Jody walks up the road to meet his grandfather, who is coming that day—the letter was late in arriving. Eventually, he sees a cart. He waits for a while then runs toward it once it's close, slowing to a more dignified walk at the last moment. His grandfather is walking, leading the horse, stepping with gravity, and wearing old fashion clothes. Jody immediately asks him to help with the mouse hunt he's planning for the haystack. The family comes out to meet the grandfather. Billy in particular respects the grandfather, as the grandfather respects him for being one of the few of the "younger generation" that has not gone soft.

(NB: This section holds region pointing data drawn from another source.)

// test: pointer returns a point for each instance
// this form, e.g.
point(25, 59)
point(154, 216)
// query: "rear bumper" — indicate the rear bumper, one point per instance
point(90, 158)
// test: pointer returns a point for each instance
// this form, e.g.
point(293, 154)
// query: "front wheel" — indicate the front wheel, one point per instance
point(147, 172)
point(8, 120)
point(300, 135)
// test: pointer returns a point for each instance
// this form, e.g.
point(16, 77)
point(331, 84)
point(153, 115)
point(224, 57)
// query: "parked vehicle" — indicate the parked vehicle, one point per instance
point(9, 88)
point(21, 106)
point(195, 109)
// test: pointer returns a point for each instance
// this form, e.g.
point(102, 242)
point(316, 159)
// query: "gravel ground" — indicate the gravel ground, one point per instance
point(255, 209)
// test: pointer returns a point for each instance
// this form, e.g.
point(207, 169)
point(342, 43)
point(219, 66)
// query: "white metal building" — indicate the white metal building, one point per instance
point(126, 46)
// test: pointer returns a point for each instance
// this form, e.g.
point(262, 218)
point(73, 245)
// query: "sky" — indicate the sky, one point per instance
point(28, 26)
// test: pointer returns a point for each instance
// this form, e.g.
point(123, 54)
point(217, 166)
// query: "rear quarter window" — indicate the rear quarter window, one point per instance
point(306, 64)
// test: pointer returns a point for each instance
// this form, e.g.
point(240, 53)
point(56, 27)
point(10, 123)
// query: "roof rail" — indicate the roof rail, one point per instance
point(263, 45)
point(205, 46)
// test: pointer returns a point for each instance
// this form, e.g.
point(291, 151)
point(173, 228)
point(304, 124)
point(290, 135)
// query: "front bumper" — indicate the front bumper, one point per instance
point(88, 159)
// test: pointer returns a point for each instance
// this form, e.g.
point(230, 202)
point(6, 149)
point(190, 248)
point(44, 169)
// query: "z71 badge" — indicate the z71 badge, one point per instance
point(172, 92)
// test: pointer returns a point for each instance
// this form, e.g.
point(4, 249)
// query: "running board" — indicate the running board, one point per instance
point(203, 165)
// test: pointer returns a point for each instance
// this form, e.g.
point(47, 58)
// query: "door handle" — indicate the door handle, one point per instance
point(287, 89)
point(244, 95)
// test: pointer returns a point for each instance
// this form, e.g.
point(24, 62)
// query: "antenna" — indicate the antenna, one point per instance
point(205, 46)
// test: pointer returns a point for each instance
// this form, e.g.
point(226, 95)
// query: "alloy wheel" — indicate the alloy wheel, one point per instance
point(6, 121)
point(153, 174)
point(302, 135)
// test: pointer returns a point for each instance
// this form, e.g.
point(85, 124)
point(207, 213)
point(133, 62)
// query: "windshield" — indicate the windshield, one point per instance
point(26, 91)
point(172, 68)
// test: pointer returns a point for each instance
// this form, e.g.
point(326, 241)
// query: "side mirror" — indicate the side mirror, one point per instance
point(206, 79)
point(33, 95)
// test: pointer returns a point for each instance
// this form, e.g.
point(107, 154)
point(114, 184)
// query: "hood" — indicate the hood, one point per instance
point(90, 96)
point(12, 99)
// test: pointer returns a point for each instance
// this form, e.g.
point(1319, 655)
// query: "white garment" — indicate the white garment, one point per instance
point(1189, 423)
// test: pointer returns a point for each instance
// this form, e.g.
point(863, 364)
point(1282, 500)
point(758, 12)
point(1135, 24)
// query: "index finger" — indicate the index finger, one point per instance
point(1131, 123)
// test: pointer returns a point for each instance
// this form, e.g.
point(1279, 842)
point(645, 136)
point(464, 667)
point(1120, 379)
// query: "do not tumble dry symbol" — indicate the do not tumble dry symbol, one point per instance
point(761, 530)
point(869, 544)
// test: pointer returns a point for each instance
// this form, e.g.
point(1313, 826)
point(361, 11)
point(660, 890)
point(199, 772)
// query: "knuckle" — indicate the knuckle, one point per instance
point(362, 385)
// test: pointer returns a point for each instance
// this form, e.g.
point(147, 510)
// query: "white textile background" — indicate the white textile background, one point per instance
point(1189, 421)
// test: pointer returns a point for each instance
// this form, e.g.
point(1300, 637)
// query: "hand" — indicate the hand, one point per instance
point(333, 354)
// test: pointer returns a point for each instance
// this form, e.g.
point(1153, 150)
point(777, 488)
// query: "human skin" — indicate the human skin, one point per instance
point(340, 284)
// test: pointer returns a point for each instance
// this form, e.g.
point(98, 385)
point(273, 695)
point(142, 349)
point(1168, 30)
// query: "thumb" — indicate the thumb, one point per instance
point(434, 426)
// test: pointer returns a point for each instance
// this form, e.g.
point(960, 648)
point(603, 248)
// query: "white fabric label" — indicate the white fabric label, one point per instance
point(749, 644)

To Jody, his grandfather represents something fantastic from the outside world. In this way, Leader of the People resumes the theme of The Great Mountains—Jody's fascination with adventure outside of the ranch. Also, this story will provide further commentary on the relationship between Jody and his father. The character of the grandfather represents a counterpoint to Carl, Jody's father. Whereas Carl is pragmatic and unromantic, the grandfather actually lived in a heroic time, leading a wagon train across the Great Plains. The grandfather lives in this moment of the past, constantly retelling his stories, whereas Carl has little use for such stories; they offer him no help in the hard task of maintaining the ranch. It is small wonder, as the story begins, that Jody's relationship with his grandfather is reverent and open whereas that with his father is colder and more distant. The relationship between Billy Buck and the Grandfather is similarly instructive. The grandfather pleases Billy by noting that Billy is one of the few of his generation not to have gone "soft." With his pleasure, Billy gives notice that he also subscribes to the ideal of the American West; he wants to be hard and tough as the old cowboys were said to be. With this knowledge, the relationship between Billy and Jody takes on a new light; they share a conception of the West that Carl does not, and their occasional moments of agreement in defiance of Carl are moments when their mutual idealism comes to the fore.

This story also has more to do with Jody's mother than any other story. When she seems angry, Carl loses some of his stern control. A husband's frustration with his in-laws is a cliche, but it is important to remember that Jody's grandfather is not only an in-law but represents the kind of reckless, adventurous life that is alien to Carl Tiflin's business-like sensibilities.